A scientific consensus has emerged on the risks from climate change – without timely action the world appears likely to lose its ability to contain warming to 2°C, a level beyond which irreversible changes to natural and socio-economic systems become much more likely.

The 2007 assessment by the Intergovernmental Panel on Climate Change (IPCC) was clear that climate change is caused by human activity, that it is already occurring, and that warming greater than 2°C presents a severe danger to human society. Many, especially developing countries, are already facing significant adaptation challenges such as agricultural loss, water shortages, flooding, severe weather, and the spread of disease vectors. At the bottom of the pyramid, the poorest 1-2 billion people on the planet are, as ever, the most exposed to climate risk.

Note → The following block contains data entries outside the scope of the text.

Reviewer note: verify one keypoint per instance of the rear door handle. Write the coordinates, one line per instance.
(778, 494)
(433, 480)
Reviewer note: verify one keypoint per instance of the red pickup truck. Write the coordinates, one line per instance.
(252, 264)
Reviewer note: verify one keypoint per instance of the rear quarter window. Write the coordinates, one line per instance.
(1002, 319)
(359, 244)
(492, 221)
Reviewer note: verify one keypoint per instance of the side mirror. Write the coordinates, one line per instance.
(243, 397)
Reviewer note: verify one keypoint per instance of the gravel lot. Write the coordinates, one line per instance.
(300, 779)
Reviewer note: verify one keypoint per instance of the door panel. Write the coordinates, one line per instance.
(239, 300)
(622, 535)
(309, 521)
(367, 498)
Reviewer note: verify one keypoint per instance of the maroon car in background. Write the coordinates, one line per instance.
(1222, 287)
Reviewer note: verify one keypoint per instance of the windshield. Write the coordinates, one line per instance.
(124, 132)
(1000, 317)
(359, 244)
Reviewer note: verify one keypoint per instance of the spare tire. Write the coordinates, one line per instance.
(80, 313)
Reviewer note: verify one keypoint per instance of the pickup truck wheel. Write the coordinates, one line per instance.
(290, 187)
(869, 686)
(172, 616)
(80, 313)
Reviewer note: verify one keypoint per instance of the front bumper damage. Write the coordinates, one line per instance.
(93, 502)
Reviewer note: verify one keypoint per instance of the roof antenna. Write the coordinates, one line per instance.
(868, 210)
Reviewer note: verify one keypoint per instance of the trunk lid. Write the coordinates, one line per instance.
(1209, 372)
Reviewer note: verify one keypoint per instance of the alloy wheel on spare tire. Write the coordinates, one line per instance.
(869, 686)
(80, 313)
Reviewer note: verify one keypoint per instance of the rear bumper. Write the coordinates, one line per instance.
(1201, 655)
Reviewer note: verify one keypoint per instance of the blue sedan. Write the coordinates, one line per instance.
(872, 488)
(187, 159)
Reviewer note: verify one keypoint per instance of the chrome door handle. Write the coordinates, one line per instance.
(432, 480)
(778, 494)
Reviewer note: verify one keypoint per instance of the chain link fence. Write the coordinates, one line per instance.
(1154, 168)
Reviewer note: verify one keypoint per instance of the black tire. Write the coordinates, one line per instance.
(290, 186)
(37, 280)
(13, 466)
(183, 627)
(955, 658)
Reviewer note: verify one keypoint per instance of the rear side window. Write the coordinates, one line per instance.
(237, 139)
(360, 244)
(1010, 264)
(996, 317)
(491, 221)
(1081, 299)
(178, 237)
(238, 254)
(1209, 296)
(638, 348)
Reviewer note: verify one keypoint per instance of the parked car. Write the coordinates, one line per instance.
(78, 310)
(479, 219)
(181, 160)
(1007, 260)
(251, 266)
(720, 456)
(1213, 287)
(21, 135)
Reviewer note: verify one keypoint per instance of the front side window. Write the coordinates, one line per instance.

The economic crisis is temporarily slowing the growth of greenhouse gas (GHG) emissions but not fundamentally changing their trajectory – we estimate only a 1% to 3% cumulative reduction by 2020. Furthermore, despite the economic slowdown, the developing world will add massive amounts of infrastructure during the next two decades and the developed world will replace a large share of its physical assets – more than 75% of the world's power supply for 2030 has yet to be built. Right now, we have an opportunity to ensure that today's business investments put the world on a low-carbon, energy efficient path.

If we miss this opportunity, we risk locking in high-carbon infrastructure for decades to come. Failure to act decisively now means that, within the next two decades, CO2e concentrations in the atmosphere will almost certainly exceed 450 ppm – the threshold at which the IPCC estimates only a 50% probability that global warming can be limited to 2°C.

The effects of climate change on business are real, and already occurring. This is not tomorrow's problem or a complex inter-generational game. Individual catastrophic events can have a major impact in terms of asset destruction and business interruption (e.g., 130,000 claims and €5.5 billion in insured flooding losses in the U.K. in the summer of 2007) and the effects of climate change in combination with an increasing concentration of assets, exacerbating the losses associated with such events. Affected business assets include not only production facilities and retail spaces, but also commercially-managed forest and agricultural supply chains.

Given the many decades required to scale up low-carbon infrastructure and restructure high-carbon value chains, smart policies and large-scale investment are needed now to mitigate the risk of increasingly severe damage. We believe they can be achieved with net economic benefits to both society and business.